From Debbie in Massachusetts: I have a hive on the south coast of Massachusetts. It was a very productive hive, producing over 40 pounds of honey this year. They went into the winter in good shape. I opened up the hive at Thanksgiving, and things looked good. Then I opened it up again to install ventilation just after Christmas, and found total disaster. Not a single bee alive. They had been treated for varroa mites. They had plenty of honey, so starvation wasn’t an issue. What happened??? This is so discouraging! Is it a virus? bacteria? How do you tell, and does it matter, since you can’t do much about it?
Dear Debbie,
You’re not alone.
Ray (also from Massachusetts) wrote: I’m asking for help, I have 2 hives now. I lost one to varroa mites, tested by a bee disease lab.
From Bob in Albany County, New York: I walked out to the hives to check on the one hive I was concerned about and found nothing but dead bees.
And I am sorry to report that I have had the same problem this year, as well. Last week I discovered six hives in my care in the Betterbee Apiary were dead. They’d been OK before Christmas, well-supplied with honey and treated in the summer and fall.
Of course, as soon as I examined them, I was pretty sure what had caused this: varroa mites and the viruses the mites brought into the hive. To make certain, I asked for a second opinion from one of the Betterbee partners, Chris Cripps DVM. We looked through the hives together and he confirmed it. These hives had still been flying during the last warm spell, but deaths this early in the season are most frequently caused by mites.
One of the clearest diagnostic signs is finding varroa mites on the bodies of the bees. A second sign is the presence of guanine, guanine is mite poop, left behind when the mites are reproducing under the cappings with the bee pupae. To check for guanine, hold a brood frame upside down and look for white specks on the upper surface of the cell. The picture you provided is shown below and the cells with the guanine specks are circled. We also looked at the other picture of the dead bees, and it appears there are some bees with mites still on their bodies.
These signs tell the story of a hive that was overwhelmed by mites, probably late in the season after it had already been treated. It is not a rare event, and often happens to strong, productive hives. Their strength is part of their downfall because they are strong enough to go out and rob other nearby hives which are crashing from mites and viral infections. And they bring the catastrophe back home. As their numbers dwindle from losses due to the viruses’ prematurely shortening the bees’ lives, eventually the hive simply cannot muster the critical mass to keep themselves warm. And then, the first sharply colder period finishes them off.
This is likely what happened to my hives here, too. As well as the hives of the several other readers who wrote to ask about the same thing.
While these hives didn’t have identical treatment histories, none of them had been just left to fend for itself. This was not so much a failure to treat for mites as much as a failure to achieve – and maintain – adequate mite control, particularly in the late summer through fall period.
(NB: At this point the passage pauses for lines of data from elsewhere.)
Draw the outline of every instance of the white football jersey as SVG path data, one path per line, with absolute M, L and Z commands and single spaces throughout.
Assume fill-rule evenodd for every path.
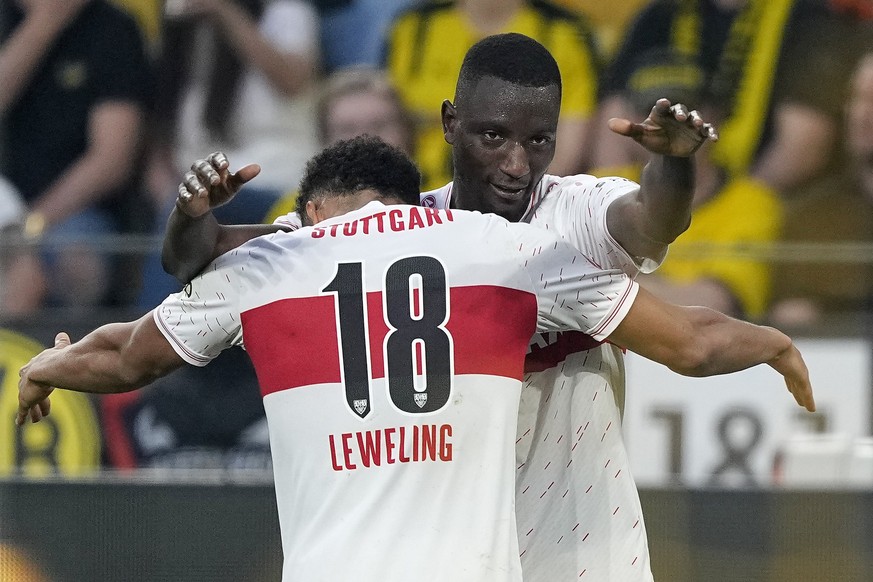
M 519 581 L 530 338 L 602 340 L 636 291 L 528 225 L 371 203 L 219 257 L 155 320 L 192 364 L 251 356 L 283 580 Z
M 638 265 L 606 228 L 606 209 L 639 189 L 623 178 L 546 175 L 522 222 L 558 235 L 603 269 Z M 452 184 L 422 194 L 447 208 Z M 660 257 L 663 260 L 663 257 Z M 536 334 L 516 440 L 516 518 L 525 582 L 652 580 L 639 493 L 621 432 L 621 350 L 579 332 Z

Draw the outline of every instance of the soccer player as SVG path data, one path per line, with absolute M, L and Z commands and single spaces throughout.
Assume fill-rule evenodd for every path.
M 284 580 L 520 581 L 514 440 L 534 331 L 578 329 L 685 374 L 767 363 L 814 408 L 779 331 L 666 304 L 543 229 L 415 201 L 378 140 L 301 183 L 314 226 L 247 242 L 138 321 L 22 368 L 16 422 L 53 388 L 135 389 L 245 345 L 270 430 Z M 313 257 L 319 260 L 314 261 Z
M 443 104 L 455 181 L 422 194 L 438 208 L 496 212 L 557 233 L 605 269 L 651 271 L 690 221 L 692 155 L 714 129 L 660 100 L 643 123 L 610 120 L 653 155 L 641 183 L 546 175 L 561 100 L 558 67 L 518 34 L 488 37 L 467 53 L 454 102 Z M 165 266 L 187 280 L 216 254 L 259 233 L 294 228 L 223 227 L 210 205 L 250 178 L 223 156 L 199 161 L 180 189 L 165 240 Z M 652 579 L 642 509 L 621 435 L 621 350 L 580 333 L 534 337 L 518 425 L 519 544 L 526 580 L 585 574 Z

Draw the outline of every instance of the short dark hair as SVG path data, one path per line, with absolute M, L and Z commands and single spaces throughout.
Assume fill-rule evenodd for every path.
M 471 91 L 482 77 L 496 77 L 524 87 L 549 87 L 561 90 L 561 72 L 549 50 L 523 34 L 509 32 L 486 36 L 467 51 L 455 100 Z
M 362 135 L 338 141 L 306 163 L 297 212 L 305 218 L 306 203 L 315 196 L 350 196 L 369 189 L 382 198 L 418 205 L 420 187 L 421 174 L 406 154 L 378 137 Z

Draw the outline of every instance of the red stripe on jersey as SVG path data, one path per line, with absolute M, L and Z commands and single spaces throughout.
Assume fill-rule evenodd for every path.
M 340 381 L 333 295 L 282 299 L 240 317 L 262 395 Z
M 537 326 L 535 295 L 506 287 L 457 287 L 451 310 L 446 328 L 455 342 L 455 374 L 522 379 Z
M 550 338 L 554 338 L 554 341 L 547 346 L 543 347 L 536 343 L 531 345 L 530 353 L 524 361 L 525 372 L 549 370 L 566 360 L 570 354 L 584 352 L 596 348 L 603 343 L 581 331 L 565 331 L 555 334 L 543 333 L 534 339 L 548 342 Z
M 455 374 L 521 379 L 524 354 L 536 329 L 536 297 L 496 286 L 450 291 L 446 329 L 454 342 Z M 381 293 L 367 293 L 370 373 L 385 375 L 388 333 Z M 242 313 L 243 340 L 263 395 L 340 382 L 334 297 L 283 299 Z

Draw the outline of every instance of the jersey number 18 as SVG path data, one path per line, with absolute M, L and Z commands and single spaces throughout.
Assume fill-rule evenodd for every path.
M 340 263 L 323 291 L 337 297 L 340 360 L 346 402 L 361 418 L 370 413 L 370 358 L 363 264 Z M 452 336 L 446 271 L 434 257 L 394 262 L 385 272 L 382 313 L 388 394 L 407 413 L 439 410 L 449 401 Z

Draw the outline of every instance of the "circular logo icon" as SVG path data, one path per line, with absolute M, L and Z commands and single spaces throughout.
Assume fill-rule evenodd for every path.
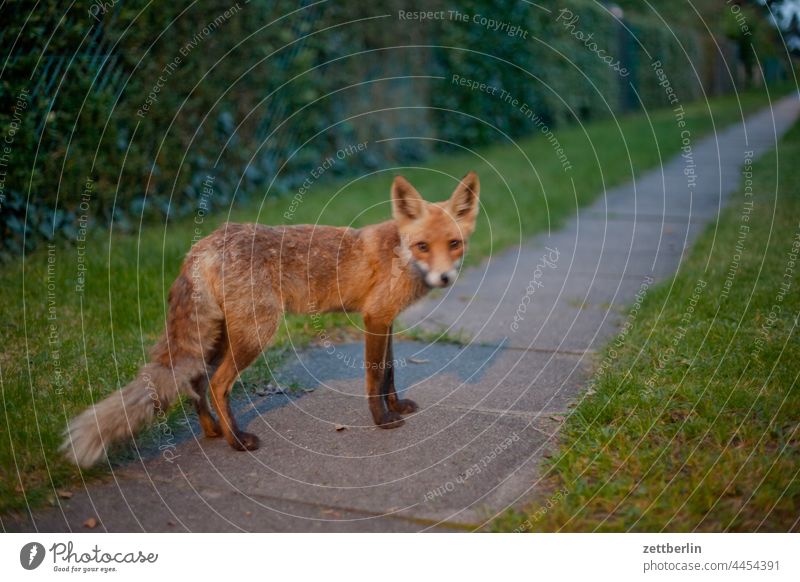
M 35 570 L 44 561 L 44 546 L 39 542 L 30 542 L 19 551 L 19 563 L 26 570 Z

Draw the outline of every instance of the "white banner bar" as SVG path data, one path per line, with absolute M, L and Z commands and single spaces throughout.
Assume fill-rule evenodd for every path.
M 796 581 L 799 542 L 796 534 L 3 534 L 0 572 L 15 581 Z

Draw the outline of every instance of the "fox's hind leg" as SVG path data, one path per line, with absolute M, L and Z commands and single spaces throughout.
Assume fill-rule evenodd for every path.
M 225 437 L 230 446 L 238 451 L 257 449 L 258 437 L 239 429 L 236 419 L 231 413 L 228 398 L 231 387 L 240 372 L 252 364 L 259 353 L 260 350 L 244 349 L 241 346 L 237 346 L 235 349 L 228 349 L 222 359 L 222 363 L 214 373 L 214 377 L 211 378 L 211 402 L 217 411 L 217 417 L 219 417 L 222 436 Z
M 197 417 L 200 419 L 200 427 L 203 429 L 203 434 L 208 438 L 216 438 L 222 436 L 222 429 L 217 422 L 217 419 L 211 415 L 211 409 L 208 407 L 208 372 L 203 372 L 192 382 L 192 388 L 197 393 L 197 400 L 194 401 L 195 409 L 197 410 Z
M 237 451 L 258 448 L 258 437 L 239 429 L 231 411 L 229 396 L 234 381 L 252 364 L 275 335 L 279 313 L 260 307 L 257 317 L 239 317 L 226 321 L 227 345 L 217 371 L 211 378 L 211 403 L 217 412 L 222 435 Z M 255 321 L 254 321 L 255 319 Z
M 389 337 L 386 344 L 386 357 L 384 358 L 383 384 L 381 394 L 386 399 L 386 408 L 398 414 L 411 414 L 416 412 L 419 407 L 417 403 L 408 398 L 398 398 L 397 390 L 394 387 L 394 368 L 397 362 L 394 360 L 394 349 L 392 348 L 392 328 L 389 327 Z
M 220 327 L 224 327 L 220 322 Z M 197 418 L 200 420 L 200 428 L 203 429 L 203 434 L 206 438 L 217 438 L 222 436 L 222 428 L 219 422 L 211 414 L 211 409 L 208 407 L 208 385 L 214 373 L 217 371 L 222 356 L 227 349 L 228 338 L 225 336 L 224 330 L 217 338 L 214 347 L 206 354 L 206 365 L 202 374 L 197 376 L 192 381 L 192 388 L 194 389 L 197 398 L 194 401 L 195 410 L 197 410 Z

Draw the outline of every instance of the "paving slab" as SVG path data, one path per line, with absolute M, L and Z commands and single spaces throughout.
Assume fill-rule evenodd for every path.
M 292 403 L 299 410 L 337 424 L 343 418 L 340 403 L 346 401 L 347 408 L 354 411 L 352 422 L 370 427 L 361 377 L 363 345 L 336 348 L 333 353 L 325 349 L 305 352 L 278 377 L 282 383 L 336 394 L 336 408 L 319 410 L 318 403 L 327 398 L 302 398 Z M 398 389 L 421 406 L 412 417 L 420 422 L 439 414 L 437 407 L 501 415 L 527 413 L 531 419 L 563 412 L 580 394 L 591 366 L 589 356 L 420 342 L 398 342 L 395 360 Z
M 162 469 L 163 470 L 163 469 Z M 218 485 L 218 483 L 214 483 Z M 40 532 L 414 532 L 427 523 L 391 516 L 296 503 L 276 496 L 245 494 L 211 482 L 152 479 L 140 470 L 94 483 L 88 493 L 59 500 L 60 506 L 30 518 L 4 518 L 5 531 Z M 85 522 L 97 524 L 88 528 Z M 458 531 L 440 525 L 441 531 Z
M 303 502 L 309 508 L 299 515 L 304 519 L 325 506 L 424 518 L 426 527 L 475 528 L 495 504 L 507 506 L 524 492 L 502 486 L 528 460 L 540 458 L 552 435 L 525 417 L 445 407 L 386 431 L 364 426 L 363 406 L 339 394 L 323 391 L 297 402 L 304 408 L 286 406 L 248 425 L 261 438 L 257 451 L 233 454 L 222 441 L 186 443 L 179 458 L 153 459 L 148 471 L 164 486 L 188 482 L 193 489 Z M 324 418 L 332 407 L 346 428 L 336 430 Z M 482 459 L 488 460 L 480 478 L 465 477 Z

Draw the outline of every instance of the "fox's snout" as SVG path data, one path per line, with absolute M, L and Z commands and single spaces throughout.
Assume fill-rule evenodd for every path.
M 440 271 L 427 271 L 425 272 L 425 283 L 428 287 L 448 287 L 453 284 L 457 276 L 458 270 L 455 268 L 445 271 L 444 273 Z

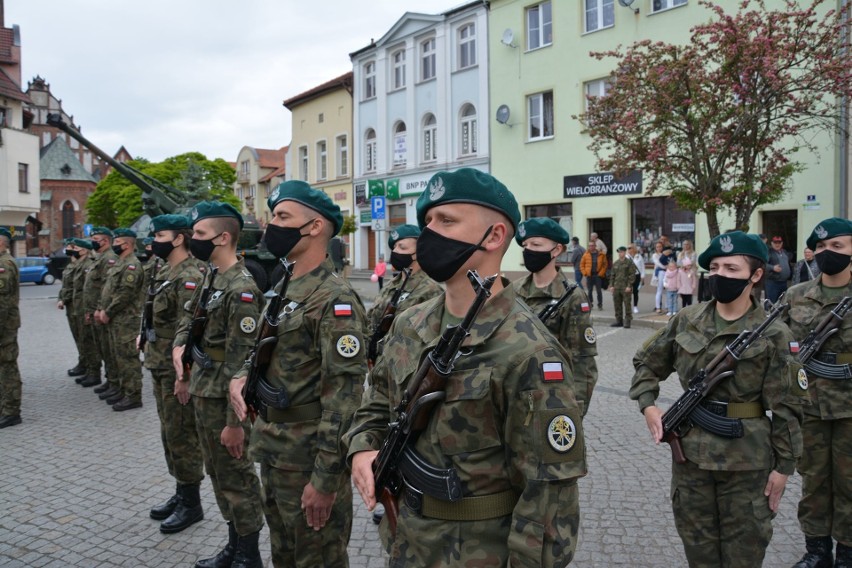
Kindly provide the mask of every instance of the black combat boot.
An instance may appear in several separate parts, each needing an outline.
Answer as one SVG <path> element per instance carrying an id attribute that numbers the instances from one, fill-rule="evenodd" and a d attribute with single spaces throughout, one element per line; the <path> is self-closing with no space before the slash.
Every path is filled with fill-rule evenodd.
<path id="1" fill-rule="evenodd" d="M 100 377 L 87 376 L 86 380 L 80 383 L 81 387 L 96 387 L 101 384 Z"/>
<path id="2" fill-rule="evenodd" d="M 109 401 L 110 399 L 107 399 Z M 125 410 L 133 410 L 134 408 L 142 408 L 141 400 L 131 400 L 128 397 L 122 397 L 121 400 L 112 405 L 112 409 L 116 412 L 124 412 Z"/>
<path id="3" fill-rule="evenodd" d="M 106 383 L 109 384 L 109 383 Z M 121 394 L 121 390 L 118 387 L 110 386 L 107 390 L 103 391 L 98 395 L 98 398 L 101 400 L 106 400 L 108 398 L 112 398 L 117 394 Z"/>
<path id="4" fill-rule="evenodd" d="M 169 500 L 163 503 L 162 505 L 156 505 L 151 507 L 151 518 L 155 521 L 165 521 L 169 518 L 169 515 L 175 512 L 175 508 L 178 504 L 178 491 L 180 490 L 180 485 L 175 488 L 175 493 Z"/>
<path id="5" fill-rule="evenodd" d="M 793 568 L 831 568 L 834 560 L 831 545 L 830 536 L 805 537 L 807 552 L 801 560 L 793 564 Z"/>
<path id="6" fill-rule="evenodd" d="M 86 368 L 83 365 L 81 365 L 80 363 L 77 363 L 77 365 L 75 367 L 68 369 L 68 376 L 69 377 L 78 377 L 80 375 L 85 375 L 85 374 L 86 374 Z"/>
<path id="7" fill-rule="evenodd" d="M 177 507 L 169 518 L 160 525 L 161 533 L 170 534 L 180 532 L 204 518 L 204 509 L 201 507 L 201 495 L 199 495 L 200 488 L 200 483 L 178 485 Z"/>
<path id="8" fill-rule="evenodd" d="M 98 380 L 100 380 L 100 379 L 98 379 Z M 104 381 L 104 382 L 101 383 L 101 386 L 93 388 L 92 392 L 94 392 L 95 394 L 101 394 L 102 392 L 106 392 L 108 390 L 109 390 L 109 383 L 107 381 Z"/>
<path id="9" fill-rule="evenodd" d="M 79 384 L 82 384 L 83 381 L 85 381 L 89 378 L 91 378 L 89 375 L 81 375 L 81 376 L 77 377 L 76 379 L 74 379 L 74 382 L 79 385 Z"/>
<path id="10" fill-rule="evenodd" d="M 260 549 L 257 541 L 260 531 L 255 531 L 246 536 L 241 536 L 237 541 L 237 555 L 231 568 L 263 568 L 263 560 L 260 558 Z"/>
<path id="11" fill-rule="evenodd" d="M 118 392 L 116 392 L 116 394 L 105 399 L 106 403 L 110 406 L 113 406 L 114 404 L 118 404 L 122 400 L 124 400 L 124 395 L 121 393 L 120 389 L 118 390 Z"/>
<path id="12" fill-rule="evenodd" d="M 834 568 L 852 568 L 852 546 L 837 543 L 837 557 Z"/>
<path id="13" fill-rule="evenodd" d="M 228 523 L 228 544 L 213 558 L 205 558 L 195 563 L 195 568 L 230 568 L 237 554 L 237 542 L 240 540 L 234 523 Z"/>

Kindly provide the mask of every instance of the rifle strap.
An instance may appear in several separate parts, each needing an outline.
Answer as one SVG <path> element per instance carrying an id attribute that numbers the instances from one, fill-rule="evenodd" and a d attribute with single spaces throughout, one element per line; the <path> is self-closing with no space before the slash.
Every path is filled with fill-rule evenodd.
<path id="1" fill-rule="evenodd" d="M 455 502 L 423 495 L 421 515 L 443 521 L 484 521 L 511 515 L 517 503 L 518 493 L 514 489 L 491 495 L 462 497 Z"/>
<path id="2" fill-rule="evenodd" d="M 201 347 L 199 346 L 199 349 Z M 203 349 L 204 353 L 210 357 L 211 361 L 215 361 L 216 363 L 224 363 L 225 362 L 225 350 L 222 348 L 216 347 L 205 347 Z"/>
<path id="3" fill-rule="evenodd" d="M 759 402 L 720 402 L 704 400 L 702 406 L 717 416 L 726 418 L 760 418 L 766 416 L 766 410 Z"/>
<path id="4" fill-rule="evenodd" d="M 174 330 L 162 330 L 157 332 L 157 339 L 169 339 L 172 340 L 175 338 Z"/>
<path id="5" fill-rule="evenodd" d="M 316 420 L 322 416 L 322 405 L 320 401 L 315 400 L 308 404 L 300 404 L 299 406 L 291 406 L 290 408 L 272 408 L 266 407 L 266 411 L 262 414 L 263 419 L 267 422 L 290 423 L 290 422 L 307 422 L 308 420 Z"/>

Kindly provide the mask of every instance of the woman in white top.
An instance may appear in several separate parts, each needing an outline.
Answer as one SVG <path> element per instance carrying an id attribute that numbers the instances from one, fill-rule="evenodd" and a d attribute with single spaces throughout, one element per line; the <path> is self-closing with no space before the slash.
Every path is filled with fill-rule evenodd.
<path id="1" fill-rule="evenodd" d="M 633 243 L 630 243 L 630 246 L 627 247 L 627 254 L 630 256 L 633 264 L 636 265 L 636 278 L 633 279 L 633 313 L 638 314 L 639 288 L 642 287 L 642 281 L 645 278 L 645 258 Z"/>
<path id="2" fill-rule="evenodd" d="M 661 256 L 663 256 L 663 243 L 657 241 L 654 243 L 654 254 L 651 255 L 651 261 L 654 263 L 654 278 L 657 279 L 657 295 L 654 296 L 654 311 L 658 314 L 662 313 L 660 306 L 663 302 L 663 284 L 666 281 L 666 265 L 660 262 Z"/>
<path id="3" fill-rule="evenodd" d="M 692 241 L 686 239 L 683 241 L 683 249 L 677 253 L 677 265 L 683 266 L 683 259 L 688 258 L 689 262 L 692 263 L 692 271 L 698 272 L 696 268 L 698 266 L 698 256 L 696 255 L 695 249 L 692 248 Z"/>

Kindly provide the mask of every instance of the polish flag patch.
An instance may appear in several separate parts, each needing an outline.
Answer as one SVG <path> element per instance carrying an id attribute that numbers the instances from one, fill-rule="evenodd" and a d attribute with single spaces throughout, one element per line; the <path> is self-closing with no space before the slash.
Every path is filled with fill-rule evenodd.
<path id="1" fill-rule="evenodd" d="M 254 302 L 254 294 L 251 292 L 243 292 L 240 294 L 240 300 L 243 302 Z"/>
<path id="2" fill-rule="evenodd" d="M 562 363 L 544 363 L 541 366 L 541 371 L 546 383 L 565 380 L 565 376 L 562 374 Z"/>
<path id="3" fill-rule="evenodd" d="M 581 312 L 588 312 L 589 310 L 591 310 L 591 308 L 589 307 L 588 302 L 583 302 L 582 304 L 580 304 L 580 311 Z"/>
<path id="4" fill-rule="evenodd" d="M 798 353 L 799 352 L 799 342 L 791 341 L 790 342 L 790 353 Z"/>
<path id="5" fill-rule="evenodd" d="M 198 284 L 196 284 L 195 282 L 184 282 L 183 287 L 187 290 L 195 290 L 196 288 L 198 288 Z"/>
<path id="6" fill-rule="evenodd" d="M 128 265 L 127 270 L 136 270 L 136 265 L 135 264 Z"/>
<path id="7" fill-rule="evenodd" d="M 335 317 L 344 317 L 352 315 L 352 304 L 334 304 Z"/>

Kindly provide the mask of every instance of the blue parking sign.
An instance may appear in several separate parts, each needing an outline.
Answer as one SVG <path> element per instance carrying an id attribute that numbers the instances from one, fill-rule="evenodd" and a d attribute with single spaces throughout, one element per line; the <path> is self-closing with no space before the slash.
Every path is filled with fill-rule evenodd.
<path id="1" fill-rule="evenodd" d="M 375 196 L 370 198 L 370 218 L 384 219 L 385 218 L 385 198 Z"/>
<path id="2" fill-rule="evenodd" d="M 91 237 L 92 236 L 92 228 L 94 228 L 94 225 L 92 225 L 91 223 L 86 223 L 85 225 L 83 225 L 83 236 L 84 237 Z"/>

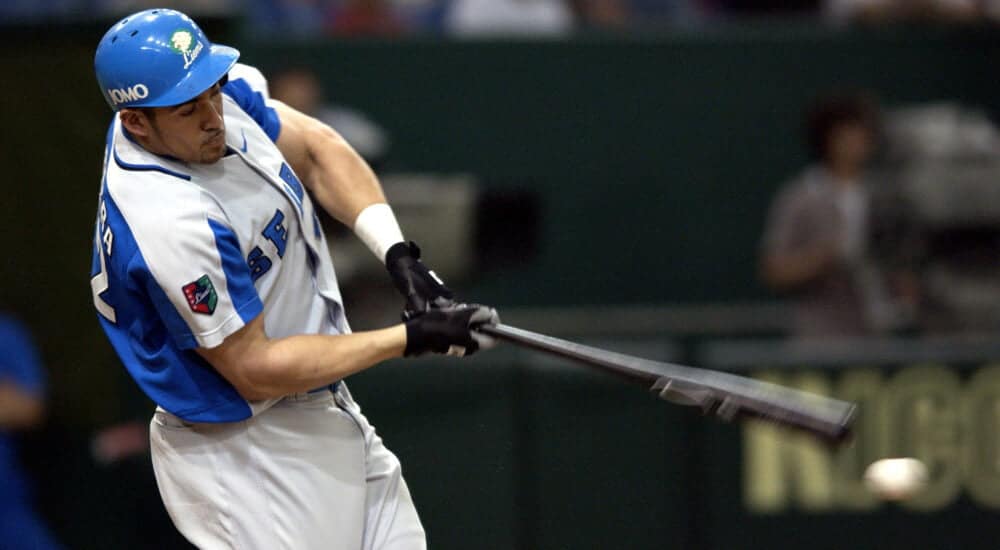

It’s possible to have a treatment failure if the chemical doesn’t do the job, for one reason or another. It could be an operator error in applying it correctly; It could be an environmental factor that somehow inhibits the effectiveness of the chemical. It could be that the application wasn’t appropriately matched to the brood status in the hive.
But the most likely problem was a human factor. It’s natural to think that treatment itself is the goal. But it’s not, it’s only a means to the end, which is maintaining control of the mite population on an on-going basis throughout the season.
This is not to suggest that varroa treatment should be non-stop, month after month. That would likely be an overload. But it does mean that beekeepers must keep a permanent focus on the dynamics of the mite population and how it is continually changing. Mite control is not a once-and-you’re-done thing. Even doing more than one treatment (i.e, a summer one, a fall one and a pre-winter one) isn’t a guaranteed protection, though it certainly improves the odds.
Mite monitoring plays a critical role here, too, particularly for late-season surveillance. Both alcohol washes and sugar rolls become riskier as the season winds down in late September and October. Sticky board counts may be better for detecting post-treatment re-infestations.
The only bright spot in this disaster is that it is unlikely that you have a problem that will make your equipment unsafe to reuse for new bees in the spring.
Between now and then, think over your mite control strategy for 2020. Think about how you can add more monitoring, especially after mid-summer and whether additional treatment periods would keep the wretched mites from getting the upper hand, again. Losing a hive to mites is very upsetting, let that distress fuel your determination to have a different outcome next year. That’s my best advice, and I plan on taking it myself.